Results showed that combining radiation, chemotherapy and a CHK1 inhibitor not only showed benefit in reducing tumour growth but also meant that the dose of chemotherapy could be reduced, meaning potential to reduce toxicity.

As well as defining the best treatment schedule of this triple combination, Dr. Barker also went on to study patient samples to identify which tumours are likely to recur after radiotherapy and how this resistance could be overcome. By looking at CHK1 expression in patient tumour samples it was found that this enzyme is more active in tumours that recur after radiotherapy. Therefore CHK1 could be used as a marker to identify tumours that are likely to recur and thus patients who are likely to benefit the most from adding a CHK1 inhibitor alongside chemotherapy during radiotherapy i.e. the triple combination.

Kevin Harrington at the ICR, said, “Radiotherapy is the standard-of-care treatment for patients with many different types of cancer. However, tumors of the same size and stage can respond very differently to radiation, and new approaches to overcoming radioresistance are badly needed. Combinations of treatments are used routinely to treat infectious disease to combat antimicrobial resistance. So it makes sense that we would employ the same strategy for cancer.”

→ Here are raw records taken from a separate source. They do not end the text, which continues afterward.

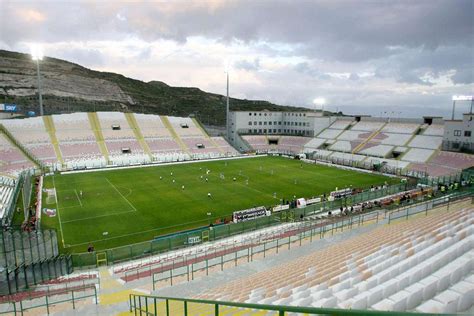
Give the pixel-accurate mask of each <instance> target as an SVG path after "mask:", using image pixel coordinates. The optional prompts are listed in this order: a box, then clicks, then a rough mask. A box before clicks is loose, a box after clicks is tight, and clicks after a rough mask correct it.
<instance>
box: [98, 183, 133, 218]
mask: <svg viewBox="0 0 474 316" xmlns="http://www.w3.org/2000/svg"><path fill="white" fill-rule="evenodd" d="M105 180H107V182H108V183H109V184H110V185H111V186H112V188H114V190H115V191H117V193H118V194H120V196H121V197H122V198H123V199H124V200H125V202H127V203H128V205H130V207H131V208H132V210H133V212H136V211H137V209H136V207H135V206H133V204H132V203H131V202H130V201H129V200H127V198H126V197H125V196H124V195H123V194H122V193H121V192H120V191H119V190H118V189H117V188H116V187H115V185H113V184H112V182H110V180H109V179H107V178H105Z"/></svg>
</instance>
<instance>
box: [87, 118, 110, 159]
mask: <svg viewBox="0 0 474 316" xmlns="http://www.w3.org/2000/svg"><path fill="white" fill-rule="evenodd" d="M87 116H88V117H89V123H90V124H91V129H92V132H94V136H95V140H96V142H97V145H98V146H99V149H100V152H101V153H102V155H103V156H104V157H105V160H106V161H107V163H109V150H108V149H107V146H106V145H105V141H104V136H103V135H102V129H101V127H100V122H99V117H98V116H97V113H96V112H89V113H87Z"/></svg>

“Our research has shown that a triple combination of a CHK1 inhibitor, paclitaxel chemotherapy, and radiotherapy holds great promise for treating head and neck cancers, but also for overcoming therapy resistance and hopefully preventing relapse. We are now planning to take this course of treatment into the clinic to trial in patients.”

This project was funded from Oracle’s unrestricted reserves.